Beginner Exercism • python

Roman Numerals

Challenge Overview

Convert modern Arabic numbers into Roman numerals.

Description

Today, most people in the world use Arabic numerals (0–9). But if you travelled back two thousand years, you’d find that most Europeans were using Roman numerals instead.

To write a Roman numeral we use the following Latin letters, each of which has a value:

M	D	C	L	X	V	I
1000	500	100	50	10	5	1

A Roman numeral is a sequence of these letters, and its value is the sum of the letters’ values. For example, XVIII has the value 18 (10 + 5 + 1 + 1 + 1 = 18).

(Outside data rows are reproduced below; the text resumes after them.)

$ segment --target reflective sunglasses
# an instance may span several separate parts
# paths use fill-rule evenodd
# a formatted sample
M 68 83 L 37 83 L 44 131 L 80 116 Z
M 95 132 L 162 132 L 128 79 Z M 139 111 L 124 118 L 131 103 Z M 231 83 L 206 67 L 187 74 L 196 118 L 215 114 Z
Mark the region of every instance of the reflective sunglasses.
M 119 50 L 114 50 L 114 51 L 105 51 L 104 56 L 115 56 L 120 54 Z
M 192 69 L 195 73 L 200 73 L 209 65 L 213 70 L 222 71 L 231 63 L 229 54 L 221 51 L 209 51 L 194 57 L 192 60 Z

There’s one rule that makes things trickier though, and that’s that the same letter cannot be used more than three times in succession. That means that we can’t express numbers such as 4 with the seemingly natural IIII. Instead, for those numbers, we use a subtraction method between two letters. So we think of 4 not as 1 + 1 + 1 + 1 but instead as 5 - 1. And slightly confusingly to our modern thinking, we write the smaller number first. This applies only in the following cases: 4 (IV), 9 (IX), 40 (XL), 90 (XC), 400 (CD) and 900 (CM).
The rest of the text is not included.